Online shopping this season mirrored the trend for traditional retailers.
“Web consumers favored the huge selections and the time-savings offered by
virtual department stores, as they flocked to sites such as Amazon.com,
Bluelight.com, Buy.com, JCPenney.com, Sears.com, Target.com, Ubid.com, and
Walmart.com throughout the season,” Kaldor said.
At its peak, the Nielsen//NetRatings Holiday E-Commerce Index, which measures
home and work shopping trips to representative e-commerce sites in eight
product categories, grew 78 percent during the season. In the week ending
Dec. 24, the index declined 31 percent as shoppers moved their purchases
off-line.
The fastest growing product category for the season was specialty gifts,
which rocketed 264 percent at the peak of the holidays. Toys and Games, an
annual favorite of the holiday season, jumped 138 percent while the apparel
category followed closely behind at a growth rate of 130 percent.
NetRatings excludes from its holiday list sites related to travel, ticketing,
auctions, financial services, and shopping aggregators, including comparison
shopping sites and online malls. A visit is defined as a single trip to a
shopping site, including both home and work PC users.

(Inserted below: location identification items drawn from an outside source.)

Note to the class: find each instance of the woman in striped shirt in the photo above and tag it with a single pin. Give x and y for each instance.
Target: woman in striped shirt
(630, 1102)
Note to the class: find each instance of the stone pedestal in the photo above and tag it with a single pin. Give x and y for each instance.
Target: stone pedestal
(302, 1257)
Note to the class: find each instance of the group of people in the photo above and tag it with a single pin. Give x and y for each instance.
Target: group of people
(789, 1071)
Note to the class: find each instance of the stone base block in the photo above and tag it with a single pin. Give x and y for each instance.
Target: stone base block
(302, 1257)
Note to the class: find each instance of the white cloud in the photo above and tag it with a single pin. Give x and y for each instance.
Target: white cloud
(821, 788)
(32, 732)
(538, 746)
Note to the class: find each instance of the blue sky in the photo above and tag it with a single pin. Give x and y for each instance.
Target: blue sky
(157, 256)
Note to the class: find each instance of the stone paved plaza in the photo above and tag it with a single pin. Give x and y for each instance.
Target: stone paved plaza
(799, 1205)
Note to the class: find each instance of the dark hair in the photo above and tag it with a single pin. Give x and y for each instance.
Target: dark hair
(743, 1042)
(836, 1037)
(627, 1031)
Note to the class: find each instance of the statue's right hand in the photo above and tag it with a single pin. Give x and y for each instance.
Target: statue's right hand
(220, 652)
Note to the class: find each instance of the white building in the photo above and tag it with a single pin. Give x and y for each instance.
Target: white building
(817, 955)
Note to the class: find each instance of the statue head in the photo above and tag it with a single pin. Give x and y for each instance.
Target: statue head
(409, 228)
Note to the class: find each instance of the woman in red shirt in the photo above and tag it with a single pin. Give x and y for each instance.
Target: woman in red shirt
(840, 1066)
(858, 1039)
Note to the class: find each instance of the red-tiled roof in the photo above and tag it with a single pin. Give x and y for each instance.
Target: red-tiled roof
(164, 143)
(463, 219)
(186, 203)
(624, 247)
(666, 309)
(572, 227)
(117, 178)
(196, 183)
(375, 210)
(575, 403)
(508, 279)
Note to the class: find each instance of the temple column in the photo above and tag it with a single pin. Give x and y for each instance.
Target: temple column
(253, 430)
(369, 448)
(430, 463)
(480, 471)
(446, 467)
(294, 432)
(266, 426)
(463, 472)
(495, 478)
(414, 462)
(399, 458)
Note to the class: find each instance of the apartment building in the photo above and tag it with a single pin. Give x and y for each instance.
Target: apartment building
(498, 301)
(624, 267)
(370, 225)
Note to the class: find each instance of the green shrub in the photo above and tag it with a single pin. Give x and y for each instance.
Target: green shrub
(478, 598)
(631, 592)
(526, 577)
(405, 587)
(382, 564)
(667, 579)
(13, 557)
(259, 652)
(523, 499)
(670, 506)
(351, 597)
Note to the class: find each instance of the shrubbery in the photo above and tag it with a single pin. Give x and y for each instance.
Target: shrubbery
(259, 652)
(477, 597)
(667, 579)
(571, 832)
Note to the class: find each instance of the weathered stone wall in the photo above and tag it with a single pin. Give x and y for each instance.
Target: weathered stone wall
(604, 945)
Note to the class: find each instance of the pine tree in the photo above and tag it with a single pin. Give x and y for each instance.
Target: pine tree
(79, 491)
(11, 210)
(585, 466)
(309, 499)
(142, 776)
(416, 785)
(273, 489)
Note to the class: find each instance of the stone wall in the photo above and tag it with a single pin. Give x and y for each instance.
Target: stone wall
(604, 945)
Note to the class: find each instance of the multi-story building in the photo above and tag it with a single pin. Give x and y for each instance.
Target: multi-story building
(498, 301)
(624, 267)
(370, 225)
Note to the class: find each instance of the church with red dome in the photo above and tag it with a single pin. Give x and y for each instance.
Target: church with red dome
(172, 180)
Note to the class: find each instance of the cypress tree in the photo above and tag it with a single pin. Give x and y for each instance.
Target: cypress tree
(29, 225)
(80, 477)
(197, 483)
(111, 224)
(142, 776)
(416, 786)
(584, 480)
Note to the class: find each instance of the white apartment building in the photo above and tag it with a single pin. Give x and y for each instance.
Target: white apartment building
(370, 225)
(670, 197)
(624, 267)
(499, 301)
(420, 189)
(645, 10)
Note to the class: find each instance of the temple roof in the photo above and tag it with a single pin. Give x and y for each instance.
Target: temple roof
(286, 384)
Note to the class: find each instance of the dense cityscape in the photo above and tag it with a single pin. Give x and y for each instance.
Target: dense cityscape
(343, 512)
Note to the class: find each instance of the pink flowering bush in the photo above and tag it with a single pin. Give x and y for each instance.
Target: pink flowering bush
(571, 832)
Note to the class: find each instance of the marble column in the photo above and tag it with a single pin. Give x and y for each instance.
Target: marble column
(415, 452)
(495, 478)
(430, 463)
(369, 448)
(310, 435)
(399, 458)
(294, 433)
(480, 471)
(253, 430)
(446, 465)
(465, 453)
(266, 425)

Back at AOL, the company said today that members’ total online spending over
all of 2000 reached “a record-breaking $20 billion — double the amount spent
last year.”
AOL also reported that transactions processed through AOL this holiday season
increased over 100 percent. AOL also said that on Christmas Day its flagship
AOL service broke its single-day record for membership growth, gaining more
than 70,000 new subscribers worldwide.